Hacker News new | ask | show | jobs
by Zambyte 304 days ago
> isn't the time making it more collision resistant?

That seems to depend a whole lot on the pattern your application generates UUIDs in. If you're generating a consistent distribution over time, sure. If you generate a whole lot in bursts, collision seems to be way more likely.

1 comments

You have to generate 2^37 (137,438,953,472) UUIDv7s in the exact same millisecond to have a 50% chance of collision.

(Not disagreeing with you, just adding perspective.)

The math is interesting here as you'll probably want to run your system for several years, not just a single millisecond. So it's a repeated trials problem. I spent some time trying to figure out the ID generation rate that would be a "break even point" between UUIDv4 vs UUIDv7, but I didn't trust the answer I got.

(Agreeing with both parents)

Good observation. Could you share the math even if you don't trust it? I don't have pen and paper here and I'm curious.

After thinking it more, I have the feeling (against my initial intuition) that v4 might dominate either way unless you consistently generate tons of UUIDs for an impractical number of years.

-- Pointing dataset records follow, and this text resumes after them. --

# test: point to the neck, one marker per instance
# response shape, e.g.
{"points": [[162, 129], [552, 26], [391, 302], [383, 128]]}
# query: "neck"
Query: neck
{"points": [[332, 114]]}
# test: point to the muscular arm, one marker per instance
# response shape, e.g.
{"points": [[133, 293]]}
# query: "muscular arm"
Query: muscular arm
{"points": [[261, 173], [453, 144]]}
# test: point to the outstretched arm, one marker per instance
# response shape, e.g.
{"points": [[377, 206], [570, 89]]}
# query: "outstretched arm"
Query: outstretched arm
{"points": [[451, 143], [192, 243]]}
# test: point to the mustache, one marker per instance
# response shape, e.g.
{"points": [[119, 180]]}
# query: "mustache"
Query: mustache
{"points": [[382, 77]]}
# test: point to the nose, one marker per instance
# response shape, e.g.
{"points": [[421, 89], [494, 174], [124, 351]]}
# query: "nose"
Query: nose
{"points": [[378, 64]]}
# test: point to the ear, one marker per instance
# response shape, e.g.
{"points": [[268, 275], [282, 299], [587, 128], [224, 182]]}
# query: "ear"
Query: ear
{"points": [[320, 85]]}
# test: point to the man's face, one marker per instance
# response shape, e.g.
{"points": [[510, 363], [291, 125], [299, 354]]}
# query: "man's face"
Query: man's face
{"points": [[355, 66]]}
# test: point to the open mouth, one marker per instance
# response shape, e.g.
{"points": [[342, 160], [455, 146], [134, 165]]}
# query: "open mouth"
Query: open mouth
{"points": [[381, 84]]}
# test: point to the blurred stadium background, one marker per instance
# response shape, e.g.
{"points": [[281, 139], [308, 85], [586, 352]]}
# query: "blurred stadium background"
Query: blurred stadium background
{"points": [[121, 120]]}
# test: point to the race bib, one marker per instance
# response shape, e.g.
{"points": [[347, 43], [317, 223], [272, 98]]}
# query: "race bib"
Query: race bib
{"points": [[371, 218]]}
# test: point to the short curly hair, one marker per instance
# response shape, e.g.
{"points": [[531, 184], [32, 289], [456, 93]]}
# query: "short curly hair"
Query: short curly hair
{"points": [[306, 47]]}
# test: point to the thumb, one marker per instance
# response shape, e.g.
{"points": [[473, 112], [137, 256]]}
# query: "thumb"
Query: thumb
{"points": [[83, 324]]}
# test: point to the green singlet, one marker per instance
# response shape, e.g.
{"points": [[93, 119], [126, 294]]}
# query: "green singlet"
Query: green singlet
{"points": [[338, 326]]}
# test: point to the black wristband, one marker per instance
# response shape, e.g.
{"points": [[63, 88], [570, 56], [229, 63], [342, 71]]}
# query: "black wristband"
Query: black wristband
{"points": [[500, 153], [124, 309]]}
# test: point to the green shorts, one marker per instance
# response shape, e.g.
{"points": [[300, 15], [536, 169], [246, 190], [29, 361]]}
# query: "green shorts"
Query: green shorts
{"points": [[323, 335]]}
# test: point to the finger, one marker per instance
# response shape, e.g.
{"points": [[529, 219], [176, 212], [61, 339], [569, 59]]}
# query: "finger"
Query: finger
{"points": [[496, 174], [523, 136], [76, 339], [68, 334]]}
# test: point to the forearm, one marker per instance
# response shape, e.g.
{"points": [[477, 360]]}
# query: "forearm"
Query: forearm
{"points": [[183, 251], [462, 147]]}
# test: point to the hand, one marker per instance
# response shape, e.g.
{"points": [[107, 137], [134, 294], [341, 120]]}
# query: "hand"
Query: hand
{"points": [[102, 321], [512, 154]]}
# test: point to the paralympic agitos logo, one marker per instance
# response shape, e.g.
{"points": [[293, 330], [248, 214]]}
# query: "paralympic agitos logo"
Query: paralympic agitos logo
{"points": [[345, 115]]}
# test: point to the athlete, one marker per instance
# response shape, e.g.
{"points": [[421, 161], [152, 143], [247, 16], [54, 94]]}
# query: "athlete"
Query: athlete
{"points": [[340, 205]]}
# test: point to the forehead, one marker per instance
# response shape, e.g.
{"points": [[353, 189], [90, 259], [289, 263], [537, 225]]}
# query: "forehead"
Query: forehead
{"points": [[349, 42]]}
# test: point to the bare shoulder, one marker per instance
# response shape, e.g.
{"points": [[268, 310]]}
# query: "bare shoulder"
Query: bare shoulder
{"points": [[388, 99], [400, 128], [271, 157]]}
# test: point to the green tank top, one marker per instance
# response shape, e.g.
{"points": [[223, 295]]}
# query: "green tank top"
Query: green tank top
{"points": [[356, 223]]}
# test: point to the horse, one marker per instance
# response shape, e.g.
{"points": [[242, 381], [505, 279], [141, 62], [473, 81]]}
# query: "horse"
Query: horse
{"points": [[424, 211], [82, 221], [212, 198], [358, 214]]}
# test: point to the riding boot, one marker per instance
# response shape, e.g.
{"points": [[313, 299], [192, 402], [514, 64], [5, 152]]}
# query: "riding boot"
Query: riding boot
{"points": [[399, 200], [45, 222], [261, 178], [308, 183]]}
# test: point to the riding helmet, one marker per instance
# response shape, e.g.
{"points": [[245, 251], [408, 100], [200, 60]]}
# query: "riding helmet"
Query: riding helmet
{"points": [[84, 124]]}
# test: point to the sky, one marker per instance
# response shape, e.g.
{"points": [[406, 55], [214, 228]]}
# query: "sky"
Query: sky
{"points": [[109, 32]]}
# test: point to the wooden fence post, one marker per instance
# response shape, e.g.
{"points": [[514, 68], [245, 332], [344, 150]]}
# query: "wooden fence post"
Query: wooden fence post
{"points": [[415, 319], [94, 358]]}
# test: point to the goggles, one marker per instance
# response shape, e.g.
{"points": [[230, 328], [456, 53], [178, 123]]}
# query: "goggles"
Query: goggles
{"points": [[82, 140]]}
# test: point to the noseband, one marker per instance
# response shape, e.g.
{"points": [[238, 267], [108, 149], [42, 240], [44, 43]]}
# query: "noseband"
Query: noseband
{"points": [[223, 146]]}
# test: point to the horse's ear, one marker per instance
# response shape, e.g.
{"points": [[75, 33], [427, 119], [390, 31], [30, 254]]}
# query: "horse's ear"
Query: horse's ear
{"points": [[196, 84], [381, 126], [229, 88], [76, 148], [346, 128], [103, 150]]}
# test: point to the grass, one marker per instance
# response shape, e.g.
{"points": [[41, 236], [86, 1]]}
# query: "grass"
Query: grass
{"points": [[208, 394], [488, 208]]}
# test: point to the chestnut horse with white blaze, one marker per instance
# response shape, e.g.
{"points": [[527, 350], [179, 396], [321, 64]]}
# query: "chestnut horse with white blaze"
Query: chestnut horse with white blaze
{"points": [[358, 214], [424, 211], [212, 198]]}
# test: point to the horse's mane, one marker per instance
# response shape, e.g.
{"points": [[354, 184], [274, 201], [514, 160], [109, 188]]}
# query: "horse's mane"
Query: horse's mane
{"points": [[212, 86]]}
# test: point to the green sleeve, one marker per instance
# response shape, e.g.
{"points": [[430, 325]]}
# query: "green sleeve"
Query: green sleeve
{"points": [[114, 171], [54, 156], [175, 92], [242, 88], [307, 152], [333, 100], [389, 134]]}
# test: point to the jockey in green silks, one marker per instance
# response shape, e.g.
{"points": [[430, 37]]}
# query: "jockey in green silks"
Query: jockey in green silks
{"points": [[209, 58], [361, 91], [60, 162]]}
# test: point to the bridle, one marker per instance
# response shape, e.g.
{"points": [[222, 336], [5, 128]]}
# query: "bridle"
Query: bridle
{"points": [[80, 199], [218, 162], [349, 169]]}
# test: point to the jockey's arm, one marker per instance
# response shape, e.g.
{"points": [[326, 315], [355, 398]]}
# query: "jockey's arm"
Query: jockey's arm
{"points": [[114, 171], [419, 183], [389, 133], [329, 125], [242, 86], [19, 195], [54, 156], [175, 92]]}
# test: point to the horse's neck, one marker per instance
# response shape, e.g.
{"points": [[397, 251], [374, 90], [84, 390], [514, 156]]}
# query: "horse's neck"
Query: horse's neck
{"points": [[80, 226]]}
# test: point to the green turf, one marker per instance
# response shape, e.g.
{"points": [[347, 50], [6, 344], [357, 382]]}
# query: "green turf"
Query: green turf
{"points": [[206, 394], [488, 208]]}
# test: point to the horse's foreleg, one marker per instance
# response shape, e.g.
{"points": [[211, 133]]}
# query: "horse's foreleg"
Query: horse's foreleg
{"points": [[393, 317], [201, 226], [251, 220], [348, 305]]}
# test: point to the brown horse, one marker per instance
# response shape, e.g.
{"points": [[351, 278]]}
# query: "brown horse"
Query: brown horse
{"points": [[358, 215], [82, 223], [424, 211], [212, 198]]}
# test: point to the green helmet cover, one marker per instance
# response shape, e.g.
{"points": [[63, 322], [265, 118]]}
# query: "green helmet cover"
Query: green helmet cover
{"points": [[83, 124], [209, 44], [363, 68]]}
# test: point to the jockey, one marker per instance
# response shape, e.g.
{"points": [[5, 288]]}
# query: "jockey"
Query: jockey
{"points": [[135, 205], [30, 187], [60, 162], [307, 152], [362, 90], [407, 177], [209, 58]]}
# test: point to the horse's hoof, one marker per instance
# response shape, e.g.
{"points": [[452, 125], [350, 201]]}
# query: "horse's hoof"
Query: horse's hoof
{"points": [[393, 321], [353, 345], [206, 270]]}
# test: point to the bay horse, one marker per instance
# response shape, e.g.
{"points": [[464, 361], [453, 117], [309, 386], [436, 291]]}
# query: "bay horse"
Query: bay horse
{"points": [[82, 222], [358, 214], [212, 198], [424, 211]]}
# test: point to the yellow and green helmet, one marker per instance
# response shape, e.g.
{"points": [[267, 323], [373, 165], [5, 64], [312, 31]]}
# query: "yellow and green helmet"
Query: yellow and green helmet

I ran some numbers by GPT-5[0], and for the scenario of generating 10k UUIDs in one ms every 10ms, over three years, it came up with a 0.0025% chance of collision for UUIDv7, and a 0.000000084% chance for collision with UUIDv4.

[0] https://kagi.com/assistant/dd7d8c48-44e4-499b-9f2f-33663d125...

I checked against my notes, I see about the same numbers using the `n**2` taylor series approximation. I missed that the probability of `>=1` collision is about the same as exactly one collision, but I suspect that's quite reasonable as this scale.